Apc encodes the adenomatosis polyposis coli protein with diverse cellular functions including cellular proliferation, differentiation, cytoskeleton regulation, migration and apoptosis. APC mutations are commonly associated with intestinal tumorigenesis, and increasingly implicated with phenotypes outside of the intestine.
The hypomorphic mutation Apc1572T is designed to have stable expression of a truncated protein (Apc1572) that results in constitutive activation of the Wnt/β-catenin signal transduction pathway. The phenotype of Apc1572T mice on a C57BL/6 genetic background are described below.

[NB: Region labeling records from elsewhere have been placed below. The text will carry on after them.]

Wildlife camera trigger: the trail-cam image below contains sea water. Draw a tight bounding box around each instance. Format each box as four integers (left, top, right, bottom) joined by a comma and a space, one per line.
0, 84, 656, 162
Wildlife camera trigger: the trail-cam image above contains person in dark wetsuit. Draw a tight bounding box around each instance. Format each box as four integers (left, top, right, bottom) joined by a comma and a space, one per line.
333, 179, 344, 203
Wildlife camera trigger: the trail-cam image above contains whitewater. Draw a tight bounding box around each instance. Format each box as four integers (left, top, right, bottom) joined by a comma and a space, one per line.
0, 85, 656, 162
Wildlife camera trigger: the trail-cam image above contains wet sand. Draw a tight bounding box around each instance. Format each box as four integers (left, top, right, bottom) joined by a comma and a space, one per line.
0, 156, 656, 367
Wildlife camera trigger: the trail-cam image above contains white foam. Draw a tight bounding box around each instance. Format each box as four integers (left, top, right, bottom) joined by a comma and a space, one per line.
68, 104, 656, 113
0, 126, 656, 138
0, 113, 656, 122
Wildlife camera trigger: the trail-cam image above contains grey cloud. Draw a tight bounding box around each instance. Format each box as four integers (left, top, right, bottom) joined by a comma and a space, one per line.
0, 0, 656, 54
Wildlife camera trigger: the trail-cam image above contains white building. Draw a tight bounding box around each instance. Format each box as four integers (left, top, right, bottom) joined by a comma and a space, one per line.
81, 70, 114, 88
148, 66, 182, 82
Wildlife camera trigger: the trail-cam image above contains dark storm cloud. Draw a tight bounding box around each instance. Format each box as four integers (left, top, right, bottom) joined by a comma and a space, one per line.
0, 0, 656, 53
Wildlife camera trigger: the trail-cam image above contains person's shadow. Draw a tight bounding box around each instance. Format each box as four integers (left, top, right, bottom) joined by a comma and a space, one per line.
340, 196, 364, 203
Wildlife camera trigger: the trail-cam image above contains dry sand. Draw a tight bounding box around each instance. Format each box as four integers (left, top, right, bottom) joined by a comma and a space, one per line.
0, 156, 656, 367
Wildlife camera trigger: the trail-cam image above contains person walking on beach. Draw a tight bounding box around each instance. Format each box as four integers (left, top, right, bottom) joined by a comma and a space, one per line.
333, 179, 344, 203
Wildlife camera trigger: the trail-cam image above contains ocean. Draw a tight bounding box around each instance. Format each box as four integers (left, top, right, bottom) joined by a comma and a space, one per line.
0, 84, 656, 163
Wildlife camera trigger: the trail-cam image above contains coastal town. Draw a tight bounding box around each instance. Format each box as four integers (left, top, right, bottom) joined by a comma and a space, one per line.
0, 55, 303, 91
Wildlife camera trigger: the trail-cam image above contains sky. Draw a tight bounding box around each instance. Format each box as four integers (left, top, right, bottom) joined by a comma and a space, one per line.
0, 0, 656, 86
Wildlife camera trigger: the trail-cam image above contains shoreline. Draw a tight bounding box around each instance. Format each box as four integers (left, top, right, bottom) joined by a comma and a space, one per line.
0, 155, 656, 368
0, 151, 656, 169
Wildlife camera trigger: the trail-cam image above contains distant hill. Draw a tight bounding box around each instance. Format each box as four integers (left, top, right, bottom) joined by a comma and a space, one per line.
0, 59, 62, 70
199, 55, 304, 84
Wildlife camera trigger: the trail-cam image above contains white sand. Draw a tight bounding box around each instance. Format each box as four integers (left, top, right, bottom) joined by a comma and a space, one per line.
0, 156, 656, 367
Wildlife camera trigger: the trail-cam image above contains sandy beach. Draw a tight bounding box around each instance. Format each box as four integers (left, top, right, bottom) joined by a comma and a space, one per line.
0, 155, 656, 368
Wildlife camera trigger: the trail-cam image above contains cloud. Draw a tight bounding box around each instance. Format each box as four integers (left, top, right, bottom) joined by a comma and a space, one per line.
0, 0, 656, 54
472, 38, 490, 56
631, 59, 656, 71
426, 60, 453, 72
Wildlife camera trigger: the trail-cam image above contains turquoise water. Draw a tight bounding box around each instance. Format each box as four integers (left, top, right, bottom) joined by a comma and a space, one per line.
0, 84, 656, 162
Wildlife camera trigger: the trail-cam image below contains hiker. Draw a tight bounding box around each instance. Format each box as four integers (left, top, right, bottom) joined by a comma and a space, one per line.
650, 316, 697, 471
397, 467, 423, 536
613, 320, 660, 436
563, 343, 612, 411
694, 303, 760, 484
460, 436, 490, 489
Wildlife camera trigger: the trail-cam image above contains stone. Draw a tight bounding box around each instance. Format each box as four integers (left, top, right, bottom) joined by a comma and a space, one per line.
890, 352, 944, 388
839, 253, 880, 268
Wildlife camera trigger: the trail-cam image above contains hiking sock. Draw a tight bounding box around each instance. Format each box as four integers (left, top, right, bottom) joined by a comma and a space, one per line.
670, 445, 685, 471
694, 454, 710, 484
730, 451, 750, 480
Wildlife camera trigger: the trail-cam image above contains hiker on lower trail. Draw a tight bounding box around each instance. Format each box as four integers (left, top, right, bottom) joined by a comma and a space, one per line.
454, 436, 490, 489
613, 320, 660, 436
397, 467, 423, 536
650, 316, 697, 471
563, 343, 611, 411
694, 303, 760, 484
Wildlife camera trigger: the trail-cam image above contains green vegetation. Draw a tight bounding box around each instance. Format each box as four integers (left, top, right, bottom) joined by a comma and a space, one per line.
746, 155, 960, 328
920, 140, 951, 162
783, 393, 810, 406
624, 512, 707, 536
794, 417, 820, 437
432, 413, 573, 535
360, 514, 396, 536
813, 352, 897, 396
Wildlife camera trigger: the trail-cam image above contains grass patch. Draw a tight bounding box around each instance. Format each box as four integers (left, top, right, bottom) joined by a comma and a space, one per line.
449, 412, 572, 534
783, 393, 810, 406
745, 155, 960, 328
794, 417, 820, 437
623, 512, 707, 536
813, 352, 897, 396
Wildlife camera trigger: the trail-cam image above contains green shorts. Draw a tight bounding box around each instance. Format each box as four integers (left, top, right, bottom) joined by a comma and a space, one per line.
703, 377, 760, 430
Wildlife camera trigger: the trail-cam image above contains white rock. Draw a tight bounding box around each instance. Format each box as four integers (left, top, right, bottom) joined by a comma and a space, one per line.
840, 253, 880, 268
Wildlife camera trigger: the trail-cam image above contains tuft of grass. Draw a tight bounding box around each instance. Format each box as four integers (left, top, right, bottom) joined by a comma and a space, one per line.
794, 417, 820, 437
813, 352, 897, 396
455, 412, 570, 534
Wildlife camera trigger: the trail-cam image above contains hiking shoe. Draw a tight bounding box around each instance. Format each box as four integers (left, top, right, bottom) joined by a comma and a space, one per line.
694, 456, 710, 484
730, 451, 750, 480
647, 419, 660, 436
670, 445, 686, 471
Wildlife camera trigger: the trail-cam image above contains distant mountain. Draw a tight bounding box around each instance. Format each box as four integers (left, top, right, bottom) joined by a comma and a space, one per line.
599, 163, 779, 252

All homozygous mice (Apc1572T/1572T) are embryonic lethal. Heterozygous mice (Apc1572T/+) are a model of Wnt-driven, metaplastic mammary adenocarcinoma; a subtype of triple-negative breast cancer (TNBC). Apc1572T/+ exhibit intermediate levels of Wnt/β-catenin signaling activation, resulting in highly-penetrant, multifocal mammary adenocarcinomas (virgin females [100%] and males [30%]), with subsequent pulmonary metastases in both female and male mice. Notably, the histology of the primary mammary tumors in Apc1572T/+ animals is highly heterogeneous with luminal, myoepithelial and squamous lineages, reminiscent of metaplastic carcinoma of the breast, a rare TNBC subtype characterized by an admixture of adenocarcinoma with areas of squamous, spindle cell and/or mesenchymal phenotype. Heterozygous females develop breast tumors beginning ~8 weeks of age. Some of the heterozygous males may also develop breast tumors. No increased susceptibility to spontaneous intestinal adenomas are reported for heterozygotes.
These Apc1572T mice may also be useful for isolating a subpopulation of mammary cancer stem cells (MaCSCs) that are capable of self-renewal and differentiation both in vivo and in vitro.
The donating investigator reports they observe no significant incidence of liver tumors in Apc1572T/+ (July 2016).